[v2] target/i386: Fix physical address truncation

Message ID	0102018c8d11471f-9a6d73eb-0c34-4f61-8d37-5a4418f9e0d7-000000@eu-west-1.amazonses.com (mailing list archive)
State	New, archived
Headers	show Return-Path: <qemu-devel-bounces+qemu-devel=archiver.kernel.org@nongnu.org> From: Michael Brown <mcb30@ipxe.org> To: qemu-devel@nongnu.org Cc: qemu-stable@nongnu.org, Michael Brown <mcb30@ipxe.org>, Paolo Bonzini <pbonzini@redhat.com>, Richard Henderson <richard.henderson@linaro.org>, Eduardo Habkost <eduardo@habkost.net> Subject: [PATCH v2] target/i386: Fix physical address truncation Date: Thu, 21 Dec 2023 15:49:29 +0000 Message-ID: <0102018c8d11471f-9a6d73eb-0c34-4f61-8d37-5a4418f9e0d7-000000@eu-west-1.amazonses.com> In-Reply-To: <25995a01-720e-485a-b7c2-36ec612a888b@ipxe.org> References: <25995a01-720e-485a-b7c2-36ec612a888b@ipxe.org> MIME-Version: 1.0 Content-Transfer-Encoding: 8bit Feedback-ID: 1.eu-west-1.fspj4M/5bzJ9NLRzJP0PaxRwxrpZqiDQJ1IF94CF2TA=:AmazonSES Received-SPF: pass client-ip=54.240.7.18; envelope-from=0102018c8d11471f-9a6d73eb-0c34-4f61-8d37-5a4418f9e0d7-000000@eu-west-1.amazonses.com; helo=a7-18.smtp-out.eu-west-1.amazonses.com X-Spam_score_int: -18 X-Spam_score: -1.9 X-Spam_bar: - X-Spam_report: (-1.9 / 5.0 requ) BAYES_00=-1.9, DKIM_SIGNED=0.1, DKIM_VALID=-0.1, DKIM_VALID_AU=-0.1, DKIM_VALID_EF=-0.1, HEADER_FROM_DIFFERENT_DOMAINS=0.249, RCVD_IN_DNSWL_NONE=-0.0001, RCVD_IN_MSPIKE_H4=0.001, RCVD_IN_MSPIKE_WL=0.001, SPF_HELO_PASS=-0.001, SPF_PASS=-0.001, T_SCC_BODY_TEXT_LINE=-0.01 autolearn=ham autolearn_force=no X-Spam_action: no action Precedence: list Errors-To: qemu-devel-bounces+qemu-devel=archiver.kernel.org@nongnu.org Sender: qemu-devel-bounces+qemu-devel=archiver.kernel.org@nongnu.org
Series	[v2] target/i386: Fix physical address truncation \| expand [v2] target/i386: Fix physical address truncation

Michael Brown Dec. 21, 2023, 3:49 p.m. UTC

The address translation logic in get_physical_address() will currently
truncate physical addresses to 32 bits unless long mode is enabled.
This is incorrect when using physical address extensions (PAE) outside
of long mode, with the result that a 32-bit operating system using PAE
to access memory above 4G will experience undefined behaviour.

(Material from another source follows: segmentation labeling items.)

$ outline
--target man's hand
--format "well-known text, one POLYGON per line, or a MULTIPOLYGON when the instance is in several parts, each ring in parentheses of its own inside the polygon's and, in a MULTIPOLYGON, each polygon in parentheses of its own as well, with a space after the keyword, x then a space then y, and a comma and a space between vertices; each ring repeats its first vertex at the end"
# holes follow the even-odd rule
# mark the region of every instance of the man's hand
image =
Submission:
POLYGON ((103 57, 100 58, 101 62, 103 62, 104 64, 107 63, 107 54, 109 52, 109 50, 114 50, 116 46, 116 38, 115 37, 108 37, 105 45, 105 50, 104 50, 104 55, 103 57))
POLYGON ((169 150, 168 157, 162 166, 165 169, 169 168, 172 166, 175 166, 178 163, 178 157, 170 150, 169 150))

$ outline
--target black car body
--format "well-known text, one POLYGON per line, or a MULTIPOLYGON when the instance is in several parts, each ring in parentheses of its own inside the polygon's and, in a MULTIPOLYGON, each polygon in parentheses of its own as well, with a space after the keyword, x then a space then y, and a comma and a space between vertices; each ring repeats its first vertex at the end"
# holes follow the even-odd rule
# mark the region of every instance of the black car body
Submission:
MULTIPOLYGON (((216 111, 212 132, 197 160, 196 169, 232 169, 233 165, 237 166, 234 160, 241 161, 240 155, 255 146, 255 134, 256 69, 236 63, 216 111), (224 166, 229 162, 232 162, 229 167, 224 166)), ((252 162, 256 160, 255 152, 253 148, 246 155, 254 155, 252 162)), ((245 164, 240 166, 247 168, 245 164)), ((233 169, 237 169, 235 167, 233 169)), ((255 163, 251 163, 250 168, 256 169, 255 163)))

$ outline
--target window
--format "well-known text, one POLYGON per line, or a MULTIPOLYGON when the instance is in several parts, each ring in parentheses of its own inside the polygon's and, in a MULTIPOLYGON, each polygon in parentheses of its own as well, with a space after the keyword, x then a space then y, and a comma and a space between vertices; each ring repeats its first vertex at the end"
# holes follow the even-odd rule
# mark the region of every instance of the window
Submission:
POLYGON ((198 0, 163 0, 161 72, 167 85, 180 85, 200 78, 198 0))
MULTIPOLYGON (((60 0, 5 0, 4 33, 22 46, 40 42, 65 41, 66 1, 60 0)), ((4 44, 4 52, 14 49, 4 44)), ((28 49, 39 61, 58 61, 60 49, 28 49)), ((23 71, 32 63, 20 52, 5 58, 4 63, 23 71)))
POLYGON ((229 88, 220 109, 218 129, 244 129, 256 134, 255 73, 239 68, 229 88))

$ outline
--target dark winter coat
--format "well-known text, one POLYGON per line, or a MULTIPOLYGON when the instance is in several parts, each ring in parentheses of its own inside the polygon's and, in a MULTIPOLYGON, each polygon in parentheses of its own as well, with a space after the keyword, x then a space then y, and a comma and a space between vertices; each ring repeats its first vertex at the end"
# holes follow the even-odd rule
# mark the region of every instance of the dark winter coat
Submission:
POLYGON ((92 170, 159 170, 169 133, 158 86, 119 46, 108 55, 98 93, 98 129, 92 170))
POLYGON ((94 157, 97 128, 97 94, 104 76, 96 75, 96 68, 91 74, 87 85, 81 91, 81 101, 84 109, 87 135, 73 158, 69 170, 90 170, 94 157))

The truncation code was originally introduced in commit 33dfdb5 ("x86:
only allow real mode to access 32bit without LMA"), where it applied
only to translations performed while paging is disabled (and so cannot
affect guests using PAE).

Commit 9828198 ("target/i386: Add MMU_PHYS_IDX and MMU_NESTED_IDX")
rearranged the code such that the truncation also applied to the use
of MMU_PHYS_IDX and MMU_NESTED_IDX.  Commit 4a1e9d4 ("target/i386: Use
atomic operations for pte updates") brought this truncation into scope
for page table entry accesses, and is the first commit for which a
Windows 10 32-bit guest will reliably fail to boot if memory above 4G
is present.

The original truncation code (now ten years old) appears to be wholly
redundant in the current codebase.  With paging disabled, the CPU
cannot be in long mode and so the maximum address size for any
executed instruction is 32 bits.  This will already cause the linear
address to be truncated to 32 bits, and there is therefore no way for
get_physical_address() to be asked to translate an address outside of
the 32-bit range.

Fix by removing the address truncation in get_physical_address().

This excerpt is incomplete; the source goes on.